New York Fed looks at risks of mortgage trusts
MReits could be vulnerable to a sharp increase in interest rates
Jeremy Stein, governor of the US Federal Reserve, warned about the risk of MReits. Photograph: Andrew Harrer/Bloomberg
Regulators at the New York Fed have been investigating the exposure of banks to a type of mortgage investment vehicle that has proliferated since the financial crisis amid concerns that a rapid rise in interest rates could trigger a sell-off.
The private discussions, described by one person as a “deep dive” into the topic, underscore regulators’ growing concerns about the rapid expansion of mortgage real estate investment trusts.
MReits finance their purchases of long-term mortgages with short-term borrowings, known as repo, secured from dealer banks.

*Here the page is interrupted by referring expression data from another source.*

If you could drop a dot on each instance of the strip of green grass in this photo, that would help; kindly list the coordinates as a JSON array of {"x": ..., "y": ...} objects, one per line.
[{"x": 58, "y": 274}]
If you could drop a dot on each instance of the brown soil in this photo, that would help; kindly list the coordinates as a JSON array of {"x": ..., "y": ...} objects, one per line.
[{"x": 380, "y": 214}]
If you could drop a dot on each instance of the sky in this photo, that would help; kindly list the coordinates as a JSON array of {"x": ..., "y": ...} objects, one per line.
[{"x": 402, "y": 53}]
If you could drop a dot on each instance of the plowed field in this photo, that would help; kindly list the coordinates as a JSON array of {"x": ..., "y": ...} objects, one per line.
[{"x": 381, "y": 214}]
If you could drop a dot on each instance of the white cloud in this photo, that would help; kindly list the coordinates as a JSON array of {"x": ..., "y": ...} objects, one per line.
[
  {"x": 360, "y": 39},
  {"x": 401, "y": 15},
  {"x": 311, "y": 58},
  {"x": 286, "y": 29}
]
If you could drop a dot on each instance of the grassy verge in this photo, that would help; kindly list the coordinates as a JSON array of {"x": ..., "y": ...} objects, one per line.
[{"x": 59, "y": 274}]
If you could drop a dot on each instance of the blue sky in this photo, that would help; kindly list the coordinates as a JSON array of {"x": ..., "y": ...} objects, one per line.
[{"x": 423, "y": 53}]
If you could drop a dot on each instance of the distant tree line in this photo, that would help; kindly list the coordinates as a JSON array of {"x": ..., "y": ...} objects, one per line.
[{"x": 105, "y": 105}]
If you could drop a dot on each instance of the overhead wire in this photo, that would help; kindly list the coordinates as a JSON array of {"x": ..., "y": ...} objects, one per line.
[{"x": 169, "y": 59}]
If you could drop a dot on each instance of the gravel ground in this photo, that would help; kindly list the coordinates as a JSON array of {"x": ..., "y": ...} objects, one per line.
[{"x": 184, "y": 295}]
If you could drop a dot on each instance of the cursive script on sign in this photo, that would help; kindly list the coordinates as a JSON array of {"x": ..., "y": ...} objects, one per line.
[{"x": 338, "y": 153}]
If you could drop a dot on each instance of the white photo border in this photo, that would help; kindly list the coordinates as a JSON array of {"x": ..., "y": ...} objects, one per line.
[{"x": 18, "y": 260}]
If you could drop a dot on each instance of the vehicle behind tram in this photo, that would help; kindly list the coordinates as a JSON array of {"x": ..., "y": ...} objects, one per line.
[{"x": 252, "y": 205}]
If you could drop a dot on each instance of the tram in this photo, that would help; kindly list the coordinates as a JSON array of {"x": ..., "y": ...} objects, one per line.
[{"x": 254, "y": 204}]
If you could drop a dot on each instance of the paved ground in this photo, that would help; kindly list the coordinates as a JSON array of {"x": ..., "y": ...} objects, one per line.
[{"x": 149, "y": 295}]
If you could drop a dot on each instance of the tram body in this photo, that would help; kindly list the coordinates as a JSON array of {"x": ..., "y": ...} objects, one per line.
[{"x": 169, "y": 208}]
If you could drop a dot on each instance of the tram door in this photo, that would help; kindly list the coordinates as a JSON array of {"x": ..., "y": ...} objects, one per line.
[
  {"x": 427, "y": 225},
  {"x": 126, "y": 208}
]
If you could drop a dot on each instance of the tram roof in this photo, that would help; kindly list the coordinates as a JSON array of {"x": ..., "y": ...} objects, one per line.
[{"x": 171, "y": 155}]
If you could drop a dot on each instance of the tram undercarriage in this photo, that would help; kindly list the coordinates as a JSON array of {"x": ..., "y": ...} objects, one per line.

The worry is that MReits could be vulnerable to a sharp increase in interest rates which would force the vehicles to reduce quickly their holdings of mortgage- backed securities and set off a wider firesale.
That could potentially lead to further problems in the vast $4.5 trillion repo market, where big banks also secure large amounts of funding by pawning their mortgage- backed and other securities.
“In the spring they came into a lot of the banks and kind of did a deep dive in that topic,” one person familiar with the discussions said.
MReits have been on regulators’ radar at least since February when Jeremy Stein, Fed governor, spoke about the possibility of overheating in credit markets. In the speech, Mr Stein described MReits’ reliance on short-term repo borrowing to finance their longer-term MBS purchases as “essentially a levered carry trade”.